O Ano da Morte de Ricardo Reis, José Saramago
Neste meu ano a tentar ao máximo ler os livros que já tenho cá por casa, José Saramago tem aparecido quase mensalmente nas minhas leituras — e faz bastante sentido, se considerarmos a sua extensa obra e o facto de eu ter pouquíssimo autocontrolo quando apanho um livro do autor com o mínimo de desconto. Ainda assim, num misto de preguiça e receio de não gostar, demorei bastante a pegar em O Ano da Morte de Ricardo de Reis.

As referências a Fernando Pessoa não se ficam só pelo título e, ao longo da leitura, lembrei-me muito da minha professora de Português do 12.º ano por ser uma apaixonada pelo poeta, e por nos ter endoutrinado muito além do que o currículo escolar pedia. Fomos a peças de teatro e a exposições, lemos livros sobre Fernando Pessoa além dos dele, conversámos sobre o que poderia ser a vida pessoal deste homem tão fascinante. Por isso, ler este livro de Saramago foi um pouco como voltar a essa altura em que, através de alguém, também eu me apaixonei um pouco pela poesia pessoana.
Abrindo um pouco o jogo sobre a história deste livro, podemos dizer que começa mesmo à Saramago: pegamos na realidade e acrescentamos-lhe um «e se?» qualquer, que leva a narrativa para lugares onde não iria caso nos cingíssemos aos factos concretos. Acompanhamos então Ricardo Reis, heterónimo de Fernando Pessoa, no seu regresso do Rio de Janeiro no final de 1935, depois da morte de Fernando Pessoa — e, mais especificamente, o momento em que o heterónimo se encontra com o fantasma de Pessoa.

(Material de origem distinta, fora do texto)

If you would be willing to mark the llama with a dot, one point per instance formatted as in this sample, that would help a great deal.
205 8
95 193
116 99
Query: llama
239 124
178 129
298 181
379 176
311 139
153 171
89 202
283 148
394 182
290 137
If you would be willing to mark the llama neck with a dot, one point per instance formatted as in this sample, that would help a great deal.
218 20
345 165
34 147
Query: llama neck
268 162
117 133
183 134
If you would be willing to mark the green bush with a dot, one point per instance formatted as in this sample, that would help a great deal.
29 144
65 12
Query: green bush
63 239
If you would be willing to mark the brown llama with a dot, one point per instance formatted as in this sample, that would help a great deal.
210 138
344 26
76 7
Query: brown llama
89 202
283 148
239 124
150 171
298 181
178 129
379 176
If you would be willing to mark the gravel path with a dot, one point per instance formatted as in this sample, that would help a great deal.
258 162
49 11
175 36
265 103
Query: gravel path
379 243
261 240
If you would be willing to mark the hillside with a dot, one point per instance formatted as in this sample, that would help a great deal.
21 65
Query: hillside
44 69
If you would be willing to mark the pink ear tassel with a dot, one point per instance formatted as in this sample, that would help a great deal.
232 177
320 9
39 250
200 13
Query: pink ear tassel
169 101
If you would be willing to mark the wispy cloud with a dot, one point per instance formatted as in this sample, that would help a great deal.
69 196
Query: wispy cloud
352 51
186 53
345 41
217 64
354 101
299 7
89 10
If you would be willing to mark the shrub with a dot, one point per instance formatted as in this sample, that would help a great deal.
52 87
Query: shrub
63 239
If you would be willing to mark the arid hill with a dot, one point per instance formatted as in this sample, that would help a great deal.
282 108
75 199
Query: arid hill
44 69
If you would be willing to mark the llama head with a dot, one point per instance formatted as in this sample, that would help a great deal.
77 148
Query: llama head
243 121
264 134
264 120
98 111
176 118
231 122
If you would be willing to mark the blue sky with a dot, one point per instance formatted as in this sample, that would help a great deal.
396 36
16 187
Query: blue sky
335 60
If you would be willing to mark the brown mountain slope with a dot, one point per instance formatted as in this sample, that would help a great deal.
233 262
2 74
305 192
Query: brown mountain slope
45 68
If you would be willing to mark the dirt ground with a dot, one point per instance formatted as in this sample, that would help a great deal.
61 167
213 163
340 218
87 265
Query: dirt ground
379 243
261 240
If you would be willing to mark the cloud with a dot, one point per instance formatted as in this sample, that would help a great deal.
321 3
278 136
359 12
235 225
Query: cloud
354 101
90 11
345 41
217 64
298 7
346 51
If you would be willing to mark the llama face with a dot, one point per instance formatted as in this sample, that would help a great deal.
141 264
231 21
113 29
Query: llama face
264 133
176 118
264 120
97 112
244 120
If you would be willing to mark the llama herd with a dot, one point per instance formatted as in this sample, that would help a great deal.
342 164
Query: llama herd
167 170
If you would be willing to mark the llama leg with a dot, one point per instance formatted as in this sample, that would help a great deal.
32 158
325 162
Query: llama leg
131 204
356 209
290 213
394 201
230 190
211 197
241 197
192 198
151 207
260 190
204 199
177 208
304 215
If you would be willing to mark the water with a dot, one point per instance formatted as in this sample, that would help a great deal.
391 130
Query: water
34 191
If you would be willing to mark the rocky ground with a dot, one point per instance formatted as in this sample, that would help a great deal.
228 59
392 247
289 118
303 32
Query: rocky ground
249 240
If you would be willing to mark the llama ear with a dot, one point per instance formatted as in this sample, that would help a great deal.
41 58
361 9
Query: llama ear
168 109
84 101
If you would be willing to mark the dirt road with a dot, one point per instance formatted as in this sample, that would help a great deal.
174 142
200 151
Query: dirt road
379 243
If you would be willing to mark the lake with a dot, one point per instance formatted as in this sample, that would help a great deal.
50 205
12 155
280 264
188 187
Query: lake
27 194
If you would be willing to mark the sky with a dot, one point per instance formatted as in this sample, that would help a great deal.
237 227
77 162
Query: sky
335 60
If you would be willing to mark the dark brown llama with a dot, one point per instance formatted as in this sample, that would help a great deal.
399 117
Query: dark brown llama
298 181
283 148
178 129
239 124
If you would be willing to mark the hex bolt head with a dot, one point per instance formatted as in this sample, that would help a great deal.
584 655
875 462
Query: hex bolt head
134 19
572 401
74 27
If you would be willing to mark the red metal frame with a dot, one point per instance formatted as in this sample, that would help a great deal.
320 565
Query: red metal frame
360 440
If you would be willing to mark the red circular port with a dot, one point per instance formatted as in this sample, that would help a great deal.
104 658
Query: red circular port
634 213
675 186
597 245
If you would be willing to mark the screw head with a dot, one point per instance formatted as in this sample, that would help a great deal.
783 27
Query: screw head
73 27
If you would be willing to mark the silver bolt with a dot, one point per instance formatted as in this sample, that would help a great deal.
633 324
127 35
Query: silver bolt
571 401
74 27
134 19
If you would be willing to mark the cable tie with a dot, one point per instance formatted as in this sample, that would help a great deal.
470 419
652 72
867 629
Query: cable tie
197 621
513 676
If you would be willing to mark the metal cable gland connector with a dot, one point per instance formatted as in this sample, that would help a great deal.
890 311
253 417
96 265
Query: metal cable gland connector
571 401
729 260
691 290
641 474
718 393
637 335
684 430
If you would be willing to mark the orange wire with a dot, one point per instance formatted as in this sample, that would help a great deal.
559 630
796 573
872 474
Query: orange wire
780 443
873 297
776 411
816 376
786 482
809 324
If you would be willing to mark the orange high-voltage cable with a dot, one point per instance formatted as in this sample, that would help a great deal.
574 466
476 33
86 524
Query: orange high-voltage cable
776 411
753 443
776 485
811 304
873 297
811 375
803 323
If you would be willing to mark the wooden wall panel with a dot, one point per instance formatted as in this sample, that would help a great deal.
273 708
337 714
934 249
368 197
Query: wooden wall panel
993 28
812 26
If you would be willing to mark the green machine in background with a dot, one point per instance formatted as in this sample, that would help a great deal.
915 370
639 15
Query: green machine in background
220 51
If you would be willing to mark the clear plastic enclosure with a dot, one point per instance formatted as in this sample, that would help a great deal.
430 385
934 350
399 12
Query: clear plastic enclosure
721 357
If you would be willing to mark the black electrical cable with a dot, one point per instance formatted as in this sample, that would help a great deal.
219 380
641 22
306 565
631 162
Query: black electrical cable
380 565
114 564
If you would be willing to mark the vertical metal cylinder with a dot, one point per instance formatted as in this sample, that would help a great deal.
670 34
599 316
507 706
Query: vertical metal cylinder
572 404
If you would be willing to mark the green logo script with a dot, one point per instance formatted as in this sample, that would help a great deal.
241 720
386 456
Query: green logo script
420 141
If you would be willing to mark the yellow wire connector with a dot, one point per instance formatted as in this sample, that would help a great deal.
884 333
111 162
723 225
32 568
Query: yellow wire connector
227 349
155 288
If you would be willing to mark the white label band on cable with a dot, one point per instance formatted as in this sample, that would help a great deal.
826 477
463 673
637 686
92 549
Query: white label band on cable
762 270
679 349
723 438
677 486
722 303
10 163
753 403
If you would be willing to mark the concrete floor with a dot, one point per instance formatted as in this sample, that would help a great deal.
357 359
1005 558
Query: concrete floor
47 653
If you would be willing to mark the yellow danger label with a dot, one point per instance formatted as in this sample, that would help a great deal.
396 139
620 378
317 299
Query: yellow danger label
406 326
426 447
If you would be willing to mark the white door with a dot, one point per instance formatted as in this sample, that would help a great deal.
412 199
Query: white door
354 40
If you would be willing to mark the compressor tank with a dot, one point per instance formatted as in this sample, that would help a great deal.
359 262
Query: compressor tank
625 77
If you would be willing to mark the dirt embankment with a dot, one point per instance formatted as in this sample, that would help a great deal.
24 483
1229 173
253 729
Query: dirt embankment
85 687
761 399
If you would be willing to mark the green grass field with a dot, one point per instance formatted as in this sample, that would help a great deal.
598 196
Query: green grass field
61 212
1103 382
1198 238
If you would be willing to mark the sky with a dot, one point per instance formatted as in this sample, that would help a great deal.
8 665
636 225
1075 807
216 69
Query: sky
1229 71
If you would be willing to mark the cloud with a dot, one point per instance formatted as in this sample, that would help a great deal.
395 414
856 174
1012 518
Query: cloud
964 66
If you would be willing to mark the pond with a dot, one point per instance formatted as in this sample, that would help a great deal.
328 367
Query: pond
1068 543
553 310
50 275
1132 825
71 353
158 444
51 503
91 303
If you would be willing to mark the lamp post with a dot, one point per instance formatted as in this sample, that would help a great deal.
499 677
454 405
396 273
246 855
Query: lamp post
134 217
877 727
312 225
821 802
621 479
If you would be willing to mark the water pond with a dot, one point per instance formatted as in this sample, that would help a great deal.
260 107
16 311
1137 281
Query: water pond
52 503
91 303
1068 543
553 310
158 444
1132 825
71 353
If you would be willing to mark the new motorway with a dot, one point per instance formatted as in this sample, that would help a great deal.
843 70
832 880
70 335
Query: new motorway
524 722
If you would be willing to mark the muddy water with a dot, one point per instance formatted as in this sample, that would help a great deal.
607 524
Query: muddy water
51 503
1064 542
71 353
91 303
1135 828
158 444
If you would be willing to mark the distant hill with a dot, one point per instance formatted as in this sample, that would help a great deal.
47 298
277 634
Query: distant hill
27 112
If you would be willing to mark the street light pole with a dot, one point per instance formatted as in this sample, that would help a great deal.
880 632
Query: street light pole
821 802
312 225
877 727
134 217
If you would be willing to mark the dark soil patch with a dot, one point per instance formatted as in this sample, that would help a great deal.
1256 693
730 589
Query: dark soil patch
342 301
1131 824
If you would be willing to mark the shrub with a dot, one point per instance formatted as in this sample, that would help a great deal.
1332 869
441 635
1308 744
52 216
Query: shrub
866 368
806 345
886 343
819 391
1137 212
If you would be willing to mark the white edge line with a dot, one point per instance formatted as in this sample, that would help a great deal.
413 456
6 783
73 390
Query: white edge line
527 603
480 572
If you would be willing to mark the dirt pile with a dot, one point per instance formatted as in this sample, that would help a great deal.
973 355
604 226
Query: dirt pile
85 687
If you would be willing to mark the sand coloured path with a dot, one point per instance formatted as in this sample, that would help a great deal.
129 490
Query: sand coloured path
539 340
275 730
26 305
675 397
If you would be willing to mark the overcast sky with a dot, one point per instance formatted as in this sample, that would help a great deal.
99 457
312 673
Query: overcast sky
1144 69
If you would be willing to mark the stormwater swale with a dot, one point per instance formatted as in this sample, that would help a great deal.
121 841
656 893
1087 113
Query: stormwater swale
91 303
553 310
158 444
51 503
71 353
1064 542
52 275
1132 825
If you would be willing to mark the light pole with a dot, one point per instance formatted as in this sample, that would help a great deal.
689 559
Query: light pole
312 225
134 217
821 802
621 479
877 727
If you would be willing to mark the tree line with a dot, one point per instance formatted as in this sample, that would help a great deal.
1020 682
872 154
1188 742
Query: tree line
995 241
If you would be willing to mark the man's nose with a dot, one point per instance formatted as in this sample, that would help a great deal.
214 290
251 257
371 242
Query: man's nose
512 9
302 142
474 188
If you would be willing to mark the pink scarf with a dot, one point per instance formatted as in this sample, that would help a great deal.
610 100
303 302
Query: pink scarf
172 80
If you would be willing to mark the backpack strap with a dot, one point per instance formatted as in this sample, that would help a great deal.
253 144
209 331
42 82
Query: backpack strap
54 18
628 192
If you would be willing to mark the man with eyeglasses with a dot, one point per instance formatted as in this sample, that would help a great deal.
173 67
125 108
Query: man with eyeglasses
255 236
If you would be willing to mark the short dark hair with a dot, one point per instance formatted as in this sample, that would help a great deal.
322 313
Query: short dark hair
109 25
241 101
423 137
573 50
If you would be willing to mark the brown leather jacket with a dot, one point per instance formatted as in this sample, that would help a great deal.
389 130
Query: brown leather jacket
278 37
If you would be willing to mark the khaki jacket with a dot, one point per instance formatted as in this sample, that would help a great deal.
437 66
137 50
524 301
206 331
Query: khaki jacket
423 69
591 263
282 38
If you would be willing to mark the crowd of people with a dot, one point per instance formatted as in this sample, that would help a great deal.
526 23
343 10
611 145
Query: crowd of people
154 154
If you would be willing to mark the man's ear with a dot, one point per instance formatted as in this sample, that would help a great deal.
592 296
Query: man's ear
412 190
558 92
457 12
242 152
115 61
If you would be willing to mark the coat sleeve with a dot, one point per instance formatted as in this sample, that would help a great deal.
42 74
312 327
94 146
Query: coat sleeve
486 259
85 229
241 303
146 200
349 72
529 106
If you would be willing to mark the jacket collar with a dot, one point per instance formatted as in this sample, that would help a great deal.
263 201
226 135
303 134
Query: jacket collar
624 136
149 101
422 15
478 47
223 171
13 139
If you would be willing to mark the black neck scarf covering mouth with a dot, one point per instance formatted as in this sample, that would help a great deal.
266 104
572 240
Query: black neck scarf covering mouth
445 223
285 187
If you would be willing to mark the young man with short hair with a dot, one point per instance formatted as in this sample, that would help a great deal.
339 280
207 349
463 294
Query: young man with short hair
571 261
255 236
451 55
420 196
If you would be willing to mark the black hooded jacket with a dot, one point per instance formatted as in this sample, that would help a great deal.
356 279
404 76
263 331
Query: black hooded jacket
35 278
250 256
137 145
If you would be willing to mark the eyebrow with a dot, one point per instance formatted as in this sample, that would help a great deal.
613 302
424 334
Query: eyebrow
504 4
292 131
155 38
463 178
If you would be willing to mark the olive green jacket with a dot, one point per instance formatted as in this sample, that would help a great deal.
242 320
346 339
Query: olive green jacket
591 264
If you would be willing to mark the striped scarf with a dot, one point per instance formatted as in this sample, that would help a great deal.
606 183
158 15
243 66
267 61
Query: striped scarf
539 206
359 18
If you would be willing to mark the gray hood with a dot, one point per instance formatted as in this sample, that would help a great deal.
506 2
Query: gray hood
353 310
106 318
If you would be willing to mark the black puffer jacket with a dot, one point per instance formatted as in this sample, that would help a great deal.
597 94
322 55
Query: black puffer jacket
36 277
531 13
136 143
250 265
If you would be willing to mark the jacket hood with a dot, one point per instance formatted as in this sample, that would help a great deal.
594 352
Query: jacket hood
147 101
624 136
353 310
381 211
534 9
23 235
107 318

Não sei porque adiei esta leitura durante tanto tempo, bastou-me começar para compreender que tinha tudo aquilo de que gosto em Saramago: uma premissa original, uma crítica política e social mordaz, diálogos tão reais que não poderiam ser inventados. E, especificamente em O Ano da Morte de Ricardo de Reis, existe ainda uma certa intertextualidade, no sentido em que são mencionados vários outros textos canónicos da Literatura portuguesa — também essas referências em jeito de sátira, como lhe era habitual.
Adorei esta experiência de leitura, e acredito que o formato em que li contribuiu muito para esta minha opinião, visto que alternei o livro físico com a versão audiolivro. Temos excelentes narradores, e fiquei agradavelmente surpreendida por ver que a Mafalda Santos emprestou a sua incrível voz às mulheres deste livro. Quando ouvia era como se estivesse a ver uma peça de teatro, pelo que recomendo vivamente Saramago também neste formato.
Quais são os vossos livros favoritos de José Saramago?